A new “premium” direct service to the Rockaways dubbed the “Rockaway Rocket” begins on July 23, for $8 each way offering a direct ride to the beach with advance reservation at a charge of $8 each way.
The service will run on summer weekends and holidays until Labor Day weekend in addition to the regular Rockaway route, which often has lengthy lines of beachgoers during the warm months.
The changes comes a week after a scathing report from Comptroller Brad Lander’s office that found the city hid $224 million in costs for the ferry under former Mayor Bill de Blasio.
The review also found that the public subsidized each ride by up to nearly $15 to keep the fare the as a trip on subways and buses, which are operated by the separate state Metropolitan Transportation Authority.
The service launched under de Blasio in 2017. The city’s quasi-public Economic Development Corporation oversees the ferries, which are run by private company Hornblower.
Critics of the service have pointed out that it churns through millions taxpayer money while serving largely white and wealthy waterfront communities, but Adams tried to contest the reports, even though they’re based on the city’s own ridership surveys.
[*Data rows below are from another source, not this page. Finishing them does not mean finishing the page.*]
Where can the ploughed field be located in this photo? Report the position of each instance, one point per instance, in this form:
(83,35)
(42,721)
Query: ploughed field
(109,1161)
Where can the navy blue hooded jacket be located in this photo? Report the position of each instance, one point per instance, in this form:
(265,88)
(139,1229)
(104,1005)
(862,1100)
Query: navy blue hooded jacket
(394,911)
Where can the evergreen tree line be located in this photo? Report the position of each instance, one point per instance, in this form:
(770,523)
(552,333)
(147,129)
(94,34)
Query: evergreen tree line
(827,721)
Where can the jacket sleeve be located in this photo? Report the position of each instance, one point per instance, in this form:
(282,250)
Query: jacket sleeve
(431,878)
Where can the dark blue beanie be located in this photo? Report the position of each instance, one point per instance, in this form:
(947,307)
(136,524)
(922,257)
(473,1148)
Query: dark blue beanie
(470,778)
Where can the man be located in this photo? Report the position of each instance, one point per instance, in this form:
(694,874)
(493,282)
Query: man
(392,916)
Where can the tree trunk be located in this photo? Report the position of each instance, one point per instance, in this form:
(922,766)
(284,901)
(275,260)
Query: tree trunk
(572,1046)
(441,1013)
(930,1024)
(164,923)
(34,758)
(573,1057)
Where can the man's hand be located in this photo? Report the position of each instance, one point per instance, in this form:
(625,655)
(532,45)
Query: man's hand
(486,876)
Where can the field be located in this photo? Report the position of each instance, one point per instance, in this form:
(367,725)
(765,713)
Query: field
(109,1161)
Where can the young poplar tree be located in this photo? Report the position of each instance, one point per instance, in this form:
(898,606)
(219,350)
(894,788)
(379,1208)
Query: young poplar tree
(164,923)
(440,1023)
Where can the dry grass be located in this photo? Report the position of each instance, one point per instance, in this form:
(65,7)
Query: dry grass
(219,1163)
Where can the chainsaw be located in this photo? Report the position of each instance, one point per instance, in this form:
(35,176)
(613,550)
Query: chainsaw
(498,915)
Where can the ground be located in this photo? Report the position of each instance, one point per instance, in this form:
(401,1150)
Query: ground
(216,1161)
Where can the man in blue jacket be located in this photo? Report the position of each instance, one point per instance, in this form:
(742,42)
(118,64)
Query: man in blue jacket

“For those who say it’s just for the affluent New Yorkers, it’s just wrong. It is for every New Yorker and the more we introduce New Yorkers to utilize it, they’re going to see how possible it is to move about this city,” Adams said.
“I’m proud to support our ferry system, I believe in it,” hizzoner added.
To get more lower-income New Yorkers on board, the city will distribute free trip vouchers for every NYCHA resident living within a mile of a ferry landing.
The city will look into other ways to bring in revenues, such as sponsorships and film or TV productions.
That and the new fares aim to push down the taxpayer subsidy, which de Blasio originally said would be $6.60 per ride, but the EDC’s chief declined to give a specific target.
“I am gonna be hesitant to give you an exact number. I think that is often a mistake,” EDC President and CEO Andrew Kimball told reporters. “Everything we are doing is driving towards bringing that subsidy gap down and we think it will come down.”
“But we also live in the real world. We are rebidding this contract, we’re in a hyper-inflationary moment, I don’t know what the outcomes gonna be,” Kimball continued. “But we need to keep moving in the direction of making it both a more accessible system, but one that’s more financially viable for the long term.”
EDC will launch a formal bidding process known as a request for proposals, or RFP, this summer for Hornblower or a new operator to take over a new contract to run the vessels starting on October 1.